Does McNulty deserve such primacy? Perhaps not on the evidence of the stumble six minutes after his goal that prevented him breaking clear after some good work from Aiden McGeady, but anyone can be forgiven a loss of footing. For the most part, McNulty looked sharp and incisive, and as he shakes off some inevitable ring-rust following a season of inactivity at Reading, so he begins to look like the striker that tore up League Two with Coventry City a couple of seasons ago.

It helps that he has McGeady supplying him of course, and Sunderland’s mercurial Irishman produced a handful of moments that left you scratching your head and wondering why he is still plying his trade in League One.

The pick came midway through the first half as he dribbled past two defenders on the edge of the area, only for Rotherham goalkeeper Daniel Iversen to claw away a curled effort that was heading towards the top corner.

That was almost sublime, but come just before the half-hour mark, McGeady was also supplying something rather ridiculous.

Sunderland were awarded a penalty when Clark Robertson scythed through Lynden Gooch in the box, but presented with a golden opportunity to double his side’s lead, McGeady tried to be too clever by half. Having stuttered in his run-up, he aimed a tame side-footed effort much too close to Iversen, who was able to make an unforgivably simple save.

Rotherham’s players thought they should have had a penalty of their own moments earlier, and with the ball appearing to roll down O’Nien’s arm as Sunderland’s repositioned ‘number ten’ controlled a punch from Jon McLaughlin, they might well have had a point.

Ozturk’s clumsy challenge on Carlton Morris shortly before half-time looked a much more hopeful shout, but while Rotherham hardly attacked with the authority of a side that had scored six goals against Bolton Wanderers last weekend, McGeady’s sloppiness from the spot meant Paul Warne’s side were able to construct their moves safe in the knowledge that they were still very much in the game.
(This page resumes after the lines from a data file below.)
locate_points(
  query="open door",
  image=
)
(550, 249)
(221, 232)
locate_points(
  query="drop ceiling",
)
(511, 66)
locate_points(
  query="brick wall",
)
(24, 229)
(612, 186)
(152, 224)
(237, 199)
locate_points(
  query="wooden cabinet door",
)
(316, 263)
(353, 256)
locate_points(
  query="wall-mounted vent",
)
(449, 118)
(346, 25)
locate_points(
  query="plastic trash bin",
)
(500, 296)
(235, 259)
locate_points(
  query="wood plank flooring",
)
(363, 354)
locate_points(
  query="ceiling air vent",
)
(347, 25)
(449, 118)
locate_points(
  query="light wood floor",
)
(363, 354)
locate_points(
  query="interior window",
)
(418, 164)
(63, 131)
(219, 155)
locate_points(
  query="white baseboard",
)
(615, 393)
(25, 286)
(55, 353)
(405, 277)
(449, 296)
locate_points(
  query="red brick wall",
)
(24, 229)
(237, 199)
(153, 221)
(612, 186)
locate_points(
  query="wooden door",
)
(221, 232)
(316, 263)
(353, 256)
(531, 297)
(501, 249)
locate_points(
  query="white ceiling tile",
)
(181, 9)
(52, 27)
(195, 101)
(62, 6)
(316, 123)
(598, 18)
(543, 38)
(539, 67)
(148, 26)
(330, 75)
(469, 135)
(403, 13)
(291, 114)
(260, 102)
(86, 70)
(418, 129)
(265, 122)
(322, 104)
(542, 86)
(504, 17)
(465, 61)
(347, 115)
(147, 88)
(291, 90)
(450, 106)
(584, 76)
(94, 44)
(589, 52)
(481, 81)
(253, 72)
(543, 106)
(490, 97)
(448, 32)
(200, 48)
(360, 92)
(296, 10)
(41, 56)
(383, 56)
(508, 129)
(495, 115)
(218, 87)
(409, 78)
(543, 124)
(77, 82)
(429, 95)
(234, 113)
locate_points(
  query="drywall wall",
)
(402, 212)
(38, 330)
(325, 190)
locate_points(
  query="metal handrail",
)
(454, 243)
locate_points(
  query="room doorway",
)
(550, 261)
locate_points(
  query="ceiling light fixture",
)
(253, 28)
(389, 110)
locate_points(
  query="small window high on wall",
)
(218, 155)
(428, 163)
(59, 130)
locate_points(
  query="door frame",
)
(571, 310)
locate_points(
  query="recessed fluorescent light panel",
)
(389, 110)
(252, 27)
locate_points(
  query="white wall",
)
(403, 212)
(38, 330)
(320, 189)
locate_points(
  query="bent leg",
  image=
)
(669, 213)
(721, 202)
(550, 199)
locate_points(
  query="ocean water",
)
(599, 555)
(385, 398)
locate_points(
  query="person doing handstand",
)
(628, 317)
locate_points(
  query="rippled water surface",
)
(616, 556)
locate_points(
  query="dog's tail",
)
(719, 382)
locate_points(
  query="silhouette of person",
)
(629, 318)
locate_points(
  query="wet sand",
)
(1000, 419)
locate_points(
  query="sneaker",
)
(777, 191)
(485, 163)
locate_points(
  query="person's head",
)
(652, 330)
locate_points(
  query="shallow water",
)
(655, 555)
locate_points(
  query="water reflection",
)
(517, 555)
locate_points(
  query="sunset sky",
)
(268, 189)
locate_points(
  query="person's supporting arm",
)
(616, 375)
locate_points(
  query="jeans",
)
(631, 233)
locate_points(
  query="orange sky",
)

They should really have been even in an better position than that by the time the interval arrived, but two glorious opportunities were spurned in the space of three first-half minutes. First, Freddie Ladapo directed a header straight at McLaughlin after Hastie crossed from the left, then Matt Crooks failed to find the target with a header of his own despite being positioned inside the six-yard box as the ball flicked off Dylan McGeouch’s head. On both occasions, Sunderland were fortunate to survive.

Rotherham remained the dominant side for much of the second half, and having been so dominant in the first quarter of the game, it was alarming to see Sunderland lose their grip on the game so markedly.

Perhaps Grant Leadbitter should have been introduced in order to increase the Black Cats’ control of the midfield engine room, but with the skipper still on the bench, the hosts were grateful to Jon McLaughlin as the goalkeeper’s reflexes kept his side ahead shortly after the hour mark.

Ben Wiles’ shot deflected invitingly into the path of Hastie, but while the Rotherham forward drilled a low effort towards goal, McLaughlin left his line to make a fine stop with his legs.

Four minutes later, however, and Hastie was able to celebrate the goal his side’s positive play merited. Having set up Sunderland’s opener, Ozturk was at fault for Rotherham’s equaliser as he hesitated in possession, enabling Ladapo to steal the ball. He found Hastie on the left of the box, and the Millers forward drilled a forceful drive into the roof of the net.

The Black Cats’ best chance of a winner came with 16 minutes left, but substitute Wyke lacked the composure needed to score. McGeady released him into the box, Robertson’s slip afforded him a clear run on goal, but his low shot was directed much too close to Iversen, who saved with his legs.